En una entrevista con la BBC el sábado, Smith también apoyó el movimiento “Black Lives Matter” y recordó el podio en México en 1968, que tiene resonancia en todo el mundo. Significa poder, orgullo y fe. Fue mi grito de libertad en 1968″, dijo el hombre que se colgó del oro en el evento.

Y añadió: “No puedes tener miedo de ir a la guerra si crees en ella con tu corazón. No esperes hasta mañana para hacer algo que se pueda hacer hoy.

Las demandas de los atletas americanos pueden ser escuchadas. Hace unas semanas, ante las masivas protestas contra el racismo en todo el mundo, el COI anunció que iniciaría una serie de conversaciones que podrían conducir a un cambio en el artículo 50 de la Carta Magna, que busca mantener la neutralidad política en las competiciones olímpicas pero permite a los atletas expresar sus opiniones después de sus competiciones.
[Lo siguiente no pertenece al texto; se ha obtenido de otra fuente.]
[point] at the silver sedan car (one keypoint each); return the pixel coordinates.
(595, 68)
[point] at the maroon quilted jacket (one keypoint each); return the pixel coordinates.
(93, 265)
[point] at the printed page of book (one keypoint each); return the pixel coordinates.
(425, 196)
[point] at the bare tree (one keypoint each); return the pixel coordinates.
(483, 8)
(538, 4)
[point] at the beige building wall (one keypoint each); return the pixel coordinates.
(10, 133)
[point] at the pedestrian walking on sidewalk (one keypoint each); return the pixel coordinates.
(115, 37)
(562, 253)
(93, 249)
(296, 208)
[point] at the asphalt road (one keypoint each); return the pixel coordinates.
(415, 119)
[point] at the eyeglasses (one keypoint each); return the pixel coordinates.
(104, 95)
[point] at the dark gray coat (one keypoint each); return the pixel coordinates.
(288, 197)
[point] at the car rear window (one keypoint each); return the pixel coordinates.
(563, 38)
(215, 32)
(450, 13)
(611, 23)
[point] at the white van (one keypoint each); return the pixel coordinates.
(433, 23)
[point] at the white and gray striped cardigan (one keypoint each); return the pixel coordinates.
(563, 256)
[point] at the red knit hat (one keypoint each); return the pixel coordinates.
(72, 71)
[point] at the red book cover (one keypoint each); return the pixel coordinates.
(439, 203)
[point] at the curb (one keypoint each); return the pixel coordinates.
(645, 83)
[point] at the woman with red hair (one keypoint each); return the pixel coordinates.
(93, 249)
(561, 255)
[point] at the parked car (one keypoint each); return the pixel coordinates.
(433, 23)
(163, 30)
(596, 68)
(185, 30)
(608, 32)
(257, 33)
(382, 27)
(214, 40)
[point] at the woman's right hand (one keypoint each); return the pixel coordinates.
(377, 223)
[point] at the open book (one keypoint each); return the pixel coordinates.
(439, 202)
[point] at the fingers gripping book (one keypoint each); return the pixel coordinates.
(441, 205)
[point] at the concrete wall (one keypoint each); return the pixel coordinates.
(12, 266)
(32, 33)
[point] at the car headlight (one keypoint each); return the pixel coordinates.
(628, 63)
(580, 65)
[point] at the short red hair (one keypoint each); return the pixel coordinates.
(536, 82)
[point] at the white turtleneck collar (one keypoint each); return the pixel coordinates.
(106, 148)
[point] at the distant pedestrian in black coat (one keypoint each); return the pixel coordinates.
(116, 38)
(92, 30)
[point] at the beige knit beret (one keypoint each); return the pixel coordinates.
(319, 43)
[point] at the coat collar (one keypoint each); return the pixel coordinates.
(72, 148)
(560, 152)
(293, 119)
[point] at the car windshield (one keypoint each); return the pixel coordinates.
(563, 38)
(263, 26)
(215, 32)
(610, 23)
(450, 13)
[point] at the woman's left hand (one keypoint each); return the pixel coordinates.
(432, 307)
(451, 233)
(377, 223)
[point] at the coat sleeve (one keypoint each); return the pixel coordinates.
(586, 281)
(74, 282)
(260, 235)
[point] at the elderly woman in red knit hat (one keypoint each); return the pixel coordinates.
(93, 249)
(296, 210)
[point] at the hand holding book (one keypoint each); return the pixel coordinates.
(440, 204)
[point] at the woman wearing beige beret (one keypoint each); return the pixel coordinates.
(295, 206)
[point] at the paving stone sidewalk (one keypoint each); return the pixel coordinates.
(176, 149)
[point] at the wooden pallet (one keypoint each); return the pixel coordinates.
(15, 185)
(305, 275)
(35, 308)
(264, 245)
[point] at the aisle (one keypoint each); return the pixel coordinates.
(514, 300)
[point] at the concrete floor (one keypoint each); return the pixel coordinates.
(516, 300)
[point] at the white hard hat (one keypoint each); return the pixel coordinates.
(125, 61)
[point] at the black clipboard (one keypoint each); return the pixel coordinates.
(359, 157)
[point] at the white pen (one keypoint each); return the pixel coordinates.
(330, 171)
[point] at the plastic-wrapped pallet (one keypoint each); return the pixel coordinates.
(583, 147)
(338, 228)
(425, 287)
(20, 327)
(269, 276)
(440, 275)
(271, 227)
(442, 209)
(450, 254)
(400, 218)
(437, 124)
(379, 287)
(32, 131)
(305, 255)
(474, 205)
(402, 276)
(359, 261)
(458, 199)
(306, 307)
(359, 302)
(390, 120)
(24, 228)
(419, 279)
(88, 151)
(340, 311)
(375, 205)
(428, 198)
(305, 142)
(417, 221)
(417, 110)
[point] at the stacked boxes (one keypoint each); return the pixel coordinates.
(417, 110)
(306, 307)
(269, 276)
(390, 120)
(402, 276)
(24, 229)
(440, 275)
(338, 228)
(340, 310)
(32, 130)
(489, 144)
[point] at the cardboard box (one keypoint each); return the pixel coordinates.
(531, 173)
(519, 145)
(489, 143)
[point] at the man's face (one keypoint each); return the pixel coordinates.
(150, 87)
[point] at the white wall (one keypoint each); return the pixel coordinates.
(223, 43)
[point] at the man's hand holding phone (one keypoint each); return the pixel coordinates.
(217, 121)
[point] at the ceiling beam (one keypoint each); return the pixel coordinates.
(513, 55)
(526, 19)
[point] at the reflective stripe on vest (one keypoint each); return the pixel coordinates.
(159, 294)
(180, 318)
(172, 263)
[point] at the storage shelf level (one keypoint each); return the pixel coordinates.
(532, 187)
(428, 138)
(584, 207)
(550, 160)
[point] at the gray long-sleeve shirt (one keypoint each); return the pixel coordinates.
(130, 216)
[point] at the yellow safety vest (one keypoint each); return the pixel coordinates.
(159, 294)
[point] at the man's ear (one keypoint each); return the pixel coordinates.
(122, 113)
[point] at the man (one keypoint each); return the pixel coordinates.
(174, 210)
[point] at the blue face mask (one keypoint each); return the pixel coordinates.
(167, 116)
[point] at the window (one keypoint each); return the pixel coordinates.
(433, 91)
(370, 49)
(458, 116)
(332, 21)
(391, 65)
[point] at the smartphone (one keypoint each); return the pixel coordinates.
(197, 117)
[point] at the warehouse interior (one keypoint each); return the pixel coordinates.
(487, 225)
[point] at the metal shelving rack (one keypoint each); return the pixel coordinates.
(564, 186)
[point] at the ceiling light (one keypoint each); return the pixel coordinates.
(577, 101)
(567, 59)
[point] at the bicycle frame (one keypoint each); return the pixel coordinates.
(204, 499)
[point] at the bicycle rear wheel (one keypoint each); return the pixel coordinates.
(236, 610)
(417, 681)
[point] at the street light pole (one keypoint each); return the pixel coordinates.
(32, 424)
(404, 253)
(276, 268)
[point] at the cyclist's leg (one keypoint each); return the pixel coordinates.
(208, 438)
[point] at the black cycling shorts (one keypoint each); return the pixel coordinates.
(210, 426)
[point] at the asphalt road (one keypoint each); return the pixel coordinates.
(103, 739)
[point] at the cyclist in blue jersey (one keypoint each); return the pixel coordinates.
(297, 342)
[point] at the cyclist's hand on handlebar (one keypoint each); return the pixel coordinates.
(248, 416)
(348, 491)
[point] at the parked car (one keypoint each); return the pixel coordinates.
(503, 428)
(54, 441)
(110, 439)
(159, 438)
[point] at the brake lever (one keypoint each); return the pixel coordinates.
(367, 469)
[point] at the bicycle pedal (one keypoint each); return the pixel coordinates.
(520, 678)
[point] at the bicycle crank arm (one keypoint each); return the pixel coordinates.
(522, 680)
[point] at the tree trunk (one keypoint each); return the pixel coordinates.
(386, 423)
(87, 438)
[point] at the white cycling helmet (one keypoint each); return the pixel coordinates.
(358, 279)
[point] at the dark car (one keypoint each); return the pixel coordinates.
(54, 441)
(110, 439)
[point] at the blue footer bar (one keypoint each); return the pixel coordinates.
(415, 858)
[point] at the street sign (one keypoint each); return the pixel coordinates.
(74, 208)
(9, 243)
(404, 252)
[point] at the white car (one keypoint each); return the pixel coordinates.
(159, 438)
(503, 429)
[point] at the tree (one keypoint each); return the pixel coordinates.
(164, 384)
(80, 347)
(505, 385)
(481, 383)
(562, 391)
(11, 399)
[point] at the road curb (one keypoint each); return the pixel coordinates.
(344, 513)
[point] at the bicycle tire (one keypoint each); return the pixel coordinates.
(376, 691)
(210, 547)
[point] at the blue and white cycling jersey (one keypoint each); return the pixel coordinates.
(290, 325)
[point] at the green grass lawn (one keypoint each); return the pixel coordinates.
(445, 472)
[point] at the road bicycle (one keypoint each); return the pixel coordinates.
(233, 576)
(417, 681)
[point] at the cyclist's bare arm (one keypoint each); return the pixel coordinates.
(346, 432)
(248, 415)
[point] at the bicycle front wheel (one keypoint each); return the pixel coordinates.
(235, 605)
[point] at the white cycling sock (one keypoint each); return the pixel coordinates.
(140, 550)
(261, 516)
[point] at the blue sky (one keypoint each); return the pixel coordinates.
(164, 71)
En una discusión con el Comité de Atletas del panel, Bach dijo que “varias formas de expresar opiniones durante los Juegos deben ser examinadas a la luz del espíritu olímpico. El alemán dejó la puerta abierta para futuros cambios: “Los Juegos Olímpicos son una demostración mundial muy poderosa contra el racismo y a favor de la integración.